Cina Kembali Alami Tahun Terpanas, Genjot Riset Tanaman Pangan Tahan Suhu Tinggi
Data meteorologi Cina menunjukkan 2024 adalah tahun terhangat bagi negara tersebut sejak pencatatan yang dimulai lebih dari enam dekade lalu. Ini merupakan tahun kedua berturut-turut di mana tonggak sejarah dipecahkan.
Suhu rata-rata nasional mencapai 10,92 derajat Celsius tahun lalu, lebih tinggi 1 derajat dibandingkan 2023, menurut weather.com.cn, portal layanan yang dikelola oleh Badan Meteorologi Tiongkok.
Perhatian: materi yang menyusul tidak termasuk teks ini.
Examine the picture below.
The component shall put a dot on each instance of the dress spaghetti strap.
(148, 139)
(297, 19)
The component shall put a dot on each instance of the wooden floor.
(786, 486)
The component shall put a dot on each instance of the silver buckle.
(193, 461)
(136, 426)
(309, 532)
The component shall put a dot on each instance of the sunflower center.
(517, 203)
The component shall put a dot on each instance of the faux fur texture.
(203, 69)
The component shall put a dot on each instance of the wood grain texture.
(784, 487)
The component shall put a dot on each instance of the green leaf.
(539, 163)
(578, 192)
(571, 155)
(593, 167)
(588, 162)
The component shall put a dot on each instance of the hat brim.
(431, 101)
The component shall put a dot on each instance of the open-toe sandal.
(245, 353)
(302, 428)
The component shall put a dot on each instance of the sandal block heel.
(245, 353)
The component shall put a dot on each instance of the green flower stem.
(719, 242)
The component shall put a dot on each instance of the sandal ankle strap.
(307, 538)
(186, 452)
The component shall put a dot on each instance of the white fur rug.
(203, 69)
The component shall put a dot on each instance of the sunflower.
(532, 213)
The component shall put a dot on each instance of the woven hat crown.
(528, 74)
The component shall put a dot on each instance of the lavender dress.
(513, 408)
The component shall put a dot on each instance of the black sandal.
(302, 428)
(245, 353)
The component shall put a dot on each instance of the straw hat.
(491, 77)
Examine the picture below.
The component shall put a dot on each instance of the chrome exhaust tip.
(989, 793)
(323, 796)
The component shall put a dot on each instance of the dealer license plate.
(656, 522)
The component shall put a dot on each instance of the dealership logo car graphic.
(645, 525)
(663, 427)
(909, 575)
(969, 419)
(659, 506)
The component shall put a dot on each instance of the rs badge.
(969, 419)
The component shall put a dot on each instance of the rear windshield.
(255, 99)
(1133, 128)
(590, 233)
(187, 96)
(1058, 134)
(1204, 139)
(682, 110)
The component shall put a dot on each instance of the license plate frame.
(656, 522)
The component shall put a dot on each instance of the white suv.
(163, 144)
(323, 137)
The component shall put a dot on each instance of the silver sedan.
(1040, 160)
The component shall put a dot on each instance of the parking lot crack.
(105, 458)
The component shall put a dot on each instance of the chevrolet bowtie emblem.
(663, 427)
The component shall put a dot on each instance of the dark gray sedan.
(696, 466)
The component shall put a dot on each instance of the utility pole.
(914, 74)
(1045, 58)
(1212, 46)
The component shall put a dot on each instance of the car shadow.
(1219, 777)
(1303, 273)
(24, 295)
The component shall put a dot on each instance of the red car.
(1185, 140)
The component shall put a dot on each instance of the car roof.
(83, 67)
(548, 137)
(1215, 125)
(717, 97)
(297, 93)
Sepuluh tahun terhangat sejak pencatatan dimulai pada tahun 1961 semuanya terjadi pada abad ke-21, kata portal layanan tersebut.
Untuk Shanghai yang berpenduduk padat dan pusat keuangan Tiongkok, 2024 adalah tahun terhangat sejak dinasti Qing, berdasarkan data dari biro meteorologi Shanghai Rabu (1/1). Suhu rata-rata kota tersebut mencapai 18,8 derajat Celsius, yang merupakan suhu terpanas sejak pencatatan meteorologi Shanghai dimulai pada tahun 1873.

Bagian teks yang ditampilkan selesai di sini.